Sunday morning I was up and dressed at 8:30 and ready to tour the town; no slacker am I. Picking up my towel, soap, washcloth and clean clothes I started for the Laundromat. As I left the tent, taking my small NRS drybag containing my camera, journals, passport, credit card, drivers license and money (things I never left behind), I passed by a small sign. Looking up I discovered I was camped illegally. The sign indicated, "No Camping." I decided to keep going and if stopped by the authorities I would either declare that I was illiterate or begin speaking in Latvian, my native language.
Robert Service's cabin, in Dawson City. © Ray Zvirbulis
Anyway, showers were $1.00 for three minutes. It took $2.00 to get clean.
On the way back I took the scenic route. I walked a few blocks up the hill and visited Robert Service's cabin (one can't go inside). He was a poet who wrote many poems about the Klondike area, one of them being "The Cremation of Sam McGee" which goes in part:
...The Northern Lights have seen queer sights,
But the queerest they ever did see
Was the night on the marge of Lake Labarge
I cremated Sam McGee.
Not far from Service's cabin is Jack London's cabin. I visited that also and took some photos of both places.
On my way back to the tent, I bought an ice cream cone (the sun was very hot) and ate it while sitting at "my" picnic table. A police car cruised by and took no notice of me, my tent or my kayak. As I sat there, enjoying the day and the ice cream, a woman with a very old looking dog, walked up and we began to talk. Her first name was Sylvain and her husband's name was Chris. They owned a large commercial salmon fishing camp a few miles upstream from the US-Canadian border. Sylvain said I could spend the night in their cabin if I wanted to since the fish camp was still closed for the season. As we talked, I mentioned Harvey Pitka, the Yupik Eskimo who had put me up at his home in Russian Mission, Alaska where I had ended my first trip. Sylvain said she knew Harvey because he came to Dawson occasionally. Small world.
Monday morning I was awakened at 3:00 am by the sounds of someone or something milling around my tent and kayak. I was fully awake in an instant and sat bolt upright but panicked when everything was dark when I opened my eyes. I thought I had gone blind during the night! But relief came instantly when I recalled that to be able to sleep I had to create "night" by tying a bandana over my eyes. As I ripped off the bandana, the sounds of something nosing around my tent continued. I unzipped the tent door and leapt outside in my long Johns ready to do battle; mortal combat as it were.
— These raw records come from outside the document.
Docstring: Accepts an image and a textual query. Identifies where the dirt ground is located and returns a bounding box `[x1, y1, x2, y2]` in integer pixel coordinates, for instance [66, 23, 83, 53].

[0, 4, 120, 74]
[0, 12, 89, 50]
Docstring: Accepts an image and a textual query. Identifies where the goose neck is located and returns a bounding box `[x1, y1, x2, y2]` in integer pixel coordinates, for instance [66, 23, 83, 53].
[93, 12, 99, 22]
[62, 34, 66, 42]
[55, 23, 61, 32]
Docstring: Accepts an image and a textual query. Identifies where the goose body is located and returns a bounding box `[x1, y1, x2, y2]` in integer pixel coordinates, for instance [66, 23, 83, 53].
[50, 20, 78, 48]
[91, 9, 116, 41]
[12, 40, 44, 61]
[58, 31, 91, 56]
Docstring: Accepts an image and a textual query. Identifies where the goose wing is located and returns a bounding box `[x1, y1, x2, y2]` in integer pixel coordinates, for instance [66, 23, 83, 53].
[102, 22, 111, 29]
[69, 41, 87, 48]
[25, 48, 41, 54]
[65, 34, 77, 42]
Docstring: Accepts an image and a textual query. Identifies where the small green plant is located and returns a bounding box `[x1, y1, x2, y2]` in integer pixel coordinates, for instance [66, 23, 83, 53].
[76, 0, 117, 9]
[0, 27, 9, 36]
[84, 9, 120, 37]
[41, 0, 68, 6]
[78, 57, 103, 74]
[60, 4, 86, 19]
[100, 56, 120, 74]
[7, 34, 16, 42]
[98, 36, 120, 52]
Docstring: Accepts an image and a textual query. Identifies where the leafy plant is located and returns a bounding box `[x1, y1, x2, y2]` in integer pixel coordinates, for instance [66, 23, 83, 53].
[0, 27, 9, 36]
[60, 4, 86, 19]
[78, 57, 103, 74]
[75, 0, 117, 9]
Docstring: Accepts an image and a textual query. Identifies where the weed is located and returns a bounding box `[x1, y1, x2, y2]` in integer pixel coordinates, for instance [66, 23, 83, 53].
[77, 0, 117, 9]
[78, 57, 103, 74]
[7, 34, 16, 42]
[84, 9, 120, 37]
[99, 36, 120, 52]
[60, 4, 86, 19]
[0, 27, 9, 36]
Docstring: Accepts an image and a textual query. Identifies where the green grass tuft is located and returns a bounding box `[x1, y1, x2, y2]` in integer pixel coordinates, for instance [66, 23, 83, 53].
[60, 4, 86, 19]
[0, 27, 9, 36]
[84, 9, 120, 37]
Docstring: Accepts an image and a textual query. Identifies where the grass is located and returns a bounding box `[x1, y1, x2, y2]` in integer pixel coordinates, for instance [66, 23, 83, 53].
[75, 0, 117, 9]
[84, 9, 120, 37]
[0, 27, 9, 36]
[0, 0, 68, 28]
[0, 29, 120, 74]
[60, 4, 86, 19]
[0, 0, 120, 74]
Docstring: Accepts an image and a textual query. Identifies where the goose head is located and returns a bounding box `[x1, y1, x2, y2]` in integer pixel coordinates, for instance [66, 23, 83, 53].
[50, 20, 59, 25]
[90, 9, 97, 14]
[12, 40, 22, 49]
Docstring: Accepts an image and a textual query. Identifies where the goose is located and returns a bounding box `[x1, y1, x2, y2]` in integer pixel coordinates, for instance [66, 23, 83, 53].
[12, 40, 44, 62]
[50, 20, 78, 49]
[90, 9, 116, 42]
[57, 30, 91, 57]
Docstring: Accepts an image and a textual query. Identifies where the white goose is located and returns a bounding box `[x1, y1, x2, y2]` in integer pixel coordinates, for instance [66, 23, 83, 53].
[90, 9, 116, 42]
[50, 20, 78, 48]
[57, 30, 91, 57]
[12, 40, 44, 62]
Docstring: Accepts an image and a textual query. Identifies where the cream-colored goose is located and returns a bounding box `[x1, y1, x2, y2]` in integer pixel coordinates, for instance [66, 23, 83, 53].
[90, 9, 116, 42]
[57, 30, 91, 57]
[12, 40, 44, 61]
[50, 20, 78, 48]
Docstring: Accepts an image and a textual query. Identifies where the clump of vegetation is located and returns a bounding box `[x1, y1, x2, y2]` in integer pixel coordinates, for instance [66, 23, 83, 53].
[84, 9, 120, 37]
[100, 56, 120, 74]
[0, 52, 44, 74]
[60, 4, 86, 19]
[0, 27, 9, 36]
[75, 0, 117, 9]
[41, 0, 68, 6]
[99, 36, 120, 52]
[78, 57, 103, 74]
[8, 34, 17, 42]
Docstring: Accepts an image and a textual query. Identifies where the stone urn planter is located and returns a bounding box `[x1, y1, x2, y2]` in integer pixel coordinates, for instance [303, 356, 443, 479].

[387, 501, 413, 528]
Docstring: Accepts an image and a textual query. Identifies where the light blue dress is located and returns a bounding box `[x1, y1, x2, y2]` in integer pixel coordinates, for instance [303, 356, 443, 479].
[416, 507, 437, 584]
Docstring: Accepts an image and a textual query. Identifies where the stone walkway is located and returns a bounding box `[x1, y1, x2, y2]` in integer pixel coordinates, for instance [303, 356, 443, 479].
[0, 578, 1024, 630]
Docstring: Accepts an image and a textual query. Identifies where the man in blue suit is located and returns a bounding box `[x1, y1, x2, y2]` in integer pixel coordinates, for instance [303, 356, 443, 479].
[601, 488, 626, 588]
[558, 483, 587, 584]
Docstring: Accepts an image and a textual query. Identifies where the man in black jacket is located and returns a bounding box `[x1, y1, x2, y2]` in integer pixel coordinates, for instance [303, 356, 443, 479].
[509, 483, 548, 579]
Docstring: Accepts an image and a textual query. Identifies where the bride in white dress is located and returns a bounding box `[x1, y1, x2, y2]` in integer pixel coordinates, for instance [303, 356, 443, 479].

Standing just outside my tent, head cocked slightly to one side was a fairly young husky. It began to prance and dance ready to engage me in some early morning play. I yelled at the dog to be gone and pretended to pick up a rock and threw the imaginary missile at the dog. The dog perked up and looked in the direction where it thought the object had gone and wagged its tail. If the dog had simply left, I would have gone back into the tent and continued to sleep. But, no! It jumped and leapt, pranced and danced and caused me to be very concerned about my tent and kayak.
I picked up a real rock and heaved it at the crazy dog (didn't it know it was 3:00 am?) hoping to hit it on a soft part of its body. I missed by a mile. The dog chased the rock, sniffed it and pranced back toward me, convinced it had found a playmate. I heaved several more rocks in quick succession, all of them wide of the intended target. The dog was really getting into this game thing, running this way and that, grinning from ear to ear, tongue lolling and drooling as the weird, leotard clad man threw rocks in its direction for its enjoyment and pleasure.
Well, that went on far longer than I wanted it to. I finally picked up a fairly good-sized rock. I knew the moment that I hefted it, that it was the one. There I was, standing like David, clad in leotards, with one smooth rock in hand (but no sling). My Goliath was a deliriously happy dog. I heaved the rock, and to my dismay, it connected with the dog's snout.
It yelped, dropped to the ground, leapt up, charged toward me (for solace and comfort), realized I was the source of its pain and bolted up the dike and disappeared. When I got back to the tent, there on the ground next to it, was a green tennis ball with dog slobber all over it. I lay down but had a hard time falling asleep because I kept hearing the thud of the rock and the poor dog's yelp of distress.
Later that same morning, at 8:30, I went to Klondike Kate's for a huge pancake breakfast washed down by a few cups of good coffee. It was extra strong decaf to keep me awake in the kayak. When I finished eating, I went to the grocery store for more supplies and to spend the rest of my 16 Canadian dollars.